- Born: Wolfgang Karl Joklik November 16, 1926 Vienna, Austria
- Died: July 7, 2019 (aged 92) Durham, North Carolina, U.S.
- Education: Sydney University University of Oxford
- Scientific career
- Fields: Virology
- Workplaces: Duke University
- Academic advisors: Paul Fildes

= Wolfgang Joklik =

Duke University virologist

Wolfgang Karl "Bill" Joklik (November 16, 1926 – July 7, 2019) was a virologist and James B. Duke Professor Emeritus of Molecular Genetics and Microbiology at Duke University, from which he retired in 1993 after 25 years chairing the department. In 1981, he founded the American Society for Virology, the first scientific society specifically for virologists, and served a two-year term as its founding president. In the same year, he was elected to the United States National Academy of Sciences. He has been described as "one of the earliest molecular virologists" and is best known for his research on poxviruses and reoviruses, and for work on interferon proteins.

==Early life and education==
Joklik was born in 1926 in Austria, the son of Helene Louise Adele (Giessl) and Karl Friedrich Joklik. He moved with his family to Sydney, Australia at age 11. He attended the Cranbrook School in Sydney, where he and his brother would later endow a scholarship in honor of their mother. He received his B.Sc. and M.Sc. in biochemistry from Sydney University and received his Ph.D. in 1952 from the Sir William Dunn School of Pathology at Oxford University, where he worked on bacteriophage T1 and T2 (viruses that infect E. coli bacteria) under the supervision of Sir Paul Fildes.

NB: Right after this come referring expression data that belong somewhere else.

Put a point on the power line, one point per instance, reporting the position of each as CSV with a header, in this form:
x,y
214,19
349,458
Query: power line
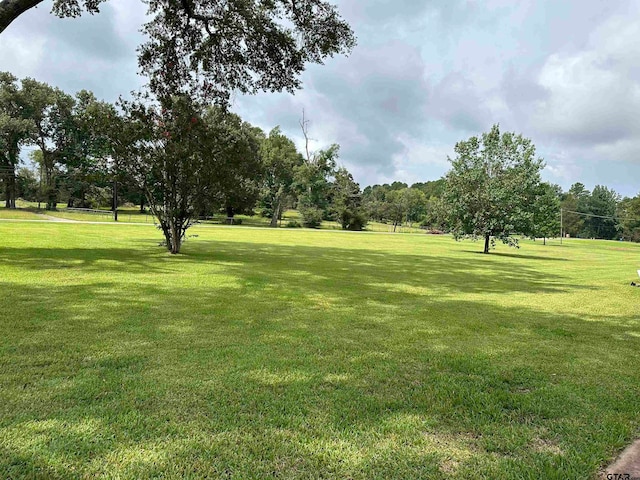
x,y
599,216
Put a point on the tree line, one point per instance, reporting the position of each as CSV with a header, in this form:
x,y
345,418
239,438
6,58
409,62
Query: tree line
x,y
184,162
86,149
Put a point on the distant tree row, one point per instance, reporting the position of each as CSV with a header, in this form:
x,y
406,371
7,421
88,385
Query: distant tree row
x,y
89,153
184,161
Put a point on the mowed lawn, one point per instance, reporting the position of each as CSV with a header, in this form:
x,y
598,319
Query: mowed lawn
x,y
263,353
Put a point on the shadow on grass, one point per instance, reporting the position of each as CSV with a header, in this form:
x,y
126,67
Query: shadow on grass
x,y
518,256
318,269
314,362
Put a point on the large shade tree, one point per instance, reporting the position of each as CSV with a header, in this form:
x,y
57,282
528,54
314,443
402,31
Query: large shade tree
x,y
491,188
280,158
16,130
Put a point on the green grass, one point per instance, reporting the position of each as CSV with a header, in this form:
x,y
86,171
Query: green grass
x,y
298,354
18,214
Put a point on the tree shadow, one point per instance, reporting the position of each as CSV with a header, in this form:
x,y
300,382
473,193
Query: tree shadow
x,y
518,256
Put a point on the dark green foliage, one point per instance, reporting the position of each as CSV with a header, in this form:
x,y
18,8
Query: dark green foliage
x,y
492,187
347,201
312,183
603,202
16,130
629,216
280,159
210,48
546,217
312,216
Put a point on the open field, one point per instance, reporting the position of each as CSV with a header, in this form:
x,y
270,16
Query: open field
x,y
29,211
312,354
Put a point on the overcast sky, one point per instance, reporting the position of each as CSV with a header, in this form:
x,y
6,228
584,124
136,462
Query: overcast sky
x,y
423,76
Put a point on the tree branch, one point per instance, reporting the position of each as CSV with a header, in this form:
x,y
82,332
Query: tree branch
x,y
12,9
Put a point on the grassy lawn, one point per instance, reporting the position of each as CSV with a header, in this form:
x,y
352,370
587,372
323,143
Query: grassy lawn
x,y
18,214
297,354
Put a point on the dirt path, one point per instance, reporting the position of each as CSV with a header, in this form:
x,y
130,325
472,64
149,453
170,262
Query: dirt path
x,y
55,219
627,465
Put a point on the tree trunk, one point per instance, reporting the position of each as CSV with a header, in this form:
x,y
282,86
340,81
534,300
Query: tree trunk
x,y
12,9
115,200
10,189
276,215
230,214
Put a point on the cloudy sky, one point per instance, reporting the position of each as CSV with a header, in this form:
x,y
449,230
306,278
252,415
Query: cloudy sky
x,y
424,75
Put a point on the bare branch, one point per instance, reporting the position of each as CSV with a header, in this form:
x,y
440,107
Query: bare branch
x,y
12,9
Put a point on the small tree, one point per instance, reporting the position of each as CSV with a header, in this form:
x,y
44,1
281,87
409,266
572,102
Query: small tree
x,y
546,217
491,187
347,201
16,130
280,158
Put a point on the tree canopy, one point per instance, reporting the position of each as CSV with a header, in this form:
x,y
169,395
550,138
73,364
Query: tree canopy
x,y
492,186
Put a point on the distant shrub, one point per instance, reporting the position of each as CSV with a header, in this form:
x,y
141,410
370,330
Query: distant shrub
x,y
311,217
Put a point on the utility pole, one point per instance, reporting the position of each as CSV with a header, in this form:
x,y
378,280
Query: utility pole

He spent a year as a postdoctoral fellow in Copenhagen working with Herman Kalckar and Paul Berg.

==Career==
Joklik joined the microbiology department headed by Frank Fenner at the then-new Australian National University in Canberra in 1953 and remained there for nine years, working primarily on poxviruses. In 1959-60 he spent a year on sabbatical at the National Institutes of Health working with Harry Eagle, who subsequently relocated to the Albert Einstein College of Medicine in New York City and recruited Joklik to join him there in 1962. Joklik's research group there continued to work on poxviruses as well as vaccinia viruses and reoviruses. In 1968 Joklik moved to Duke University to chair the Department of Microbiology and Immunology, which he played a major role in developing from a small faculty of six to a large and nationally ranked department as of his retirement in 1993. Following the announcement of a "war on cancer" by President Richard Nixon in 1971, Joklik co-founded the Duke Comprehensive Cancer Center.

Joklik was well known for significant service to the scientific community during his career. In 1981 he was the primary organizer of a movement among American virologists to found a new scientific society, motivated by dissatisfaction with the community's representation in existing societies for general microbiology; he was a co-founder and the founding president of the American Society for Virology, which was organized in 1981 and held its first official meeting in 1982. Joklik served as editor-in-chief of Zinsser Microbiology, a standard text in medicine and immunology originated by Hans Zinsser. Joklik was also editor-in-chief of the scientific journal Virology for 24 years and of Microbiological Reviews for five years.

===Smallpox eradication===
Joklik's research on vaccinia viruses led to his selection as one of two United States representatives to the World Health Organization's Smallpox Eradication Committee in the 1970s, whose efforts came to a close in 1980 when natural smallpox infections were declared to be eradicated and research stocks retained only by the United States Centers for Disease Control and the State Research Center of Virology and Biotechnology VECTOR in the then-Soviet Union. Joklik was a highly vocal opponent of efforts in the 1990s to destroy the remaining stocks, delivering talks and writing several papers on the topic.

==Legacy==
Joklik received the William G. Anlyan Lifetime Achievement Award from the Duke Medical Alumni Association in 2013. The Duke Department of Molecular Genetics and Microbiology (a successor to the department Joklik chaired) hosts an annual lectureship in his honor, the Joklik Distinguished Lectureship; the inaugural lecture was delivered in 2010 by fellow poxvirus specialist Bernard Moss. The annual meeting of the American Society for Virology features a Bill Joklik Lecture, among other named lectureships celebrating pioneers in the field. Joklik trained over 100 graduate students and postdoctoral fellows; among his notable trainees are Bernard N. Fields and John Skehel.

In retirement, Joklik continued to publish histories and retrospectives describing the history of the mid-20th-century emergence of molecular biology and the development of the modern field of virology. He died on July 7, 2019.